Trump’s International Economic Legacy
If US President Donald Trump loses November’s election, he will most likely leave an insignificant imprint on some parts of the global economic system. But in several others – especially US-China relations – his term in office may well come to be seen as a major turning point.
PARIS – It would be foolish to start celebrating the end of US President Donald Trump’s administration, but it is not too soon to ponder the impact he will have left on the international economic system if his Democratic challenger, Joe Biden, wins November’s election. In some areas, a one-term Trump presidency would most likely leave an insignificant mark, which Biden could easily erase. But in several others, the last four years may well come to be seen as a watershed. Moreover, the long shadow of Trump’s international behavior will weigh on his eventual successor.

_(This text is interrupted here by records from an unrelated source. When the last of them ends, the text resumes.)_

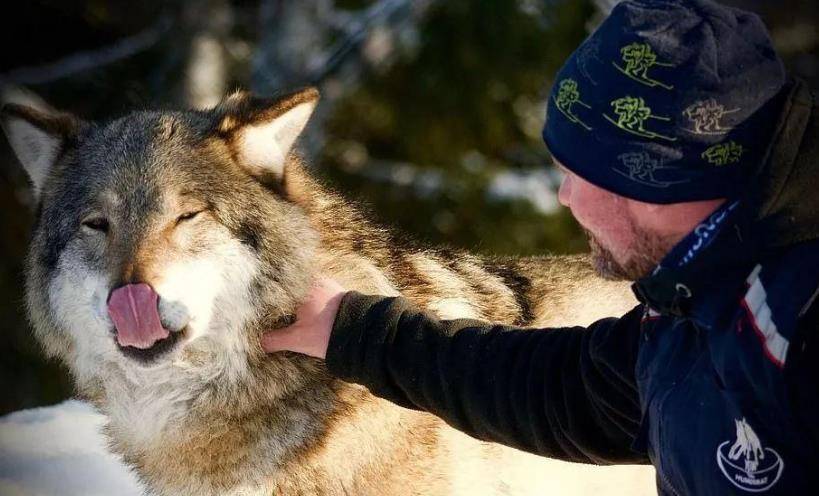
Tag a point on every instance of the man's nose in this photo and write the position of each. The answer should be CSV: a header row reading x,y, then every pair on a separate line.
x,y
564,193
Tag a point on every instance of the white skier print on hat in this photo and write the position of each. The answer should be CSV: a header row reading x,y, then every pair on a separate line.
x,y
746,463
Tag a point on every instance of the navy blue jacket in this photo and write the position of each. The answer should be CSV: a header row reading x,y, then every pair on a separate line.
x,y
713,378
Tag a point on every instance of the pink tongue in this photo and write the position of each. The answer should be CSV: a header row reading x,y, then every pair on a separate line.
x,y
133,308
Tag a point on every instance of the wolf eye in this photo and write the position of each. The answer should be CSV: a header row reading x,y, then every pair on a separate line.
x,y
97,224
188,216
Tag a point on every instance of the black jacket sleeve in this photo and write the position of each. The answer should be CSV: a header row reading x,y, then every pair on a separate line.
x,y
566,393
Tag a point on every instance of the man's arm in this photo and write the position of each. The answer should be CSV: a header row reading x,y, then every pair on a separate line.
x,y
566,393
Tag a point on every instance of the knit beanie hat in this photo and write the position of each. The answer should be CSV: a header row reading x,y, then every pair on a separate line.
x,y
668,101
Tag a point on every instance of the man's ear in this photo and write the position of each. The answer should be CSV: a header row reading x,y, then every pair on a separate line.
x,y
261,132
37,138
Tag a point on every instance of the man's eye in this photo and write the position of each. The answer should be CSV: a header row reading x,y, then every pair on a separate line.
x,y
188,216
97,224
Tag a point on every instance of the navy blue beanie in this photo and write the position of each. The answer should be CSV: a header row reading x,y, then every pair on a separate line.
x,y
668,101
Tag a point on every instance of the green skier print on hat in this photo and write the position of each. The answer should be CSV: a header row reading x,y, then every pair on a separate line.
x,y
567,96
724,153
632,113
639,58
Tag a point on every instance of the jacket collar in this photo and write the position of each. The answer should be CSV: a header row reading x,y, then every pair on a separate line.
x,y
780,208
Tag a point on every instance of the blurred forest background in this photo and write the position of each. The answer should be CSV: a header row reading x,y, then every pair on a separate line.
x,y
431,109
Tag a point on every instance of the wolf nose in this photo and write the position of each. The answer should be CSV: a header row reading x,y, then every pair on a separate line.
x,y
134,310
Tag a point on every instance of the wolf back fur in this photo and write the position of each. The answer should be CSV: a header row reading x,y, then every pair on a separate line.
x,y
214,211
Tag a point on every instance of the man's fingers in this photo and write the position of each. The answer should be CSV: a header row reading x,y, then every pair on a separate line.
x,y
278,340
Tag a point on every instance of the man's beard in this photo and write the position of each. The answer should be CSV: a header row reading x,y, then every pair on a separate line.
x,y
646,252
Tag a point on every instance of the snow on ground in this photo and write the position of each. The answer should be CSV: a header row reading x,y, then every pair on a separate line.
x,y
59,451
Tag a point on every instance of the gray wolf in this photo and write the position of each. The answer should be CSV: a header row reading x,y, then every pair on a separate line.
x,y
212,215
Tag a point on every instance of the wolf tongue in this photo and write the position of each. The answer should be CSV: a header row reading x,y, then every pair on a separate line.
x,y
133,308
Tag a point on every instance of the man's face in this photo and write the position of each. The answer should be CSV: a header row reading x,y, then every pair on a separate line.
x,y
622,246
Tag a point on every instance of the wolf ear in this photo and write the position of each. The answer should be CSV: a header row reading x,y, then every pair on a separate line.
x,y
261,132
37,138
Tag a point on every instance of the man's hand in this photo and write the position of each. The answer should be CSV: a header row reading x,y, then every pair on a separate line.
x,y
314,322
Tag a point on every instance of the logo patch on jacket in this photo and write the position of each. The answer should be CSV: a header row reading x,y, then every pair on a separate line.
x,y
746,463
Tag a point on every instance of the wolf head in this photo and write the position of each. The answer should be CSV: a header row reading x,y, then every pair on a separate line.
x,y
164,242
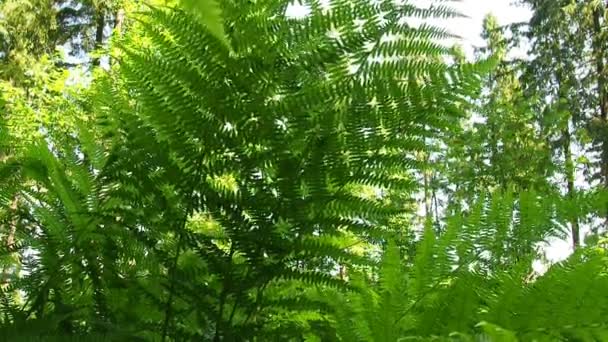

On climate change, Trump’s dismal legacy would be quickly wiped out. Biden has pledged to rejoin the 2015 Paris climate agreement “on day one” of his administration, achieve climate neutrality by 2050, and lead a global coalition against the climate threat. If this happens, Trump’s noisy denial of scientific evidence will be remembered as a minor blip.
In a surprisingly large number of domains, Trump has done little or has behaved too erratically to leave an imprint. Global financial regulation has not changed fundamentally during his term, and his administration has flip-flopped regarding the fight against tax havens. The International Monetary Fund and the World Bank have carried on working more or less smoothly, and Trump’s furious tweeting did not prevent the US Federal Reserve from continuing to act responsibly, including by providing dollar liquidity to key international partners during the COVID-19 crisis. True, Trump has repeatedly spoiled international summits, leaving his fellow leaders flummoxed. But such behavior has been more embarrassing than consequential.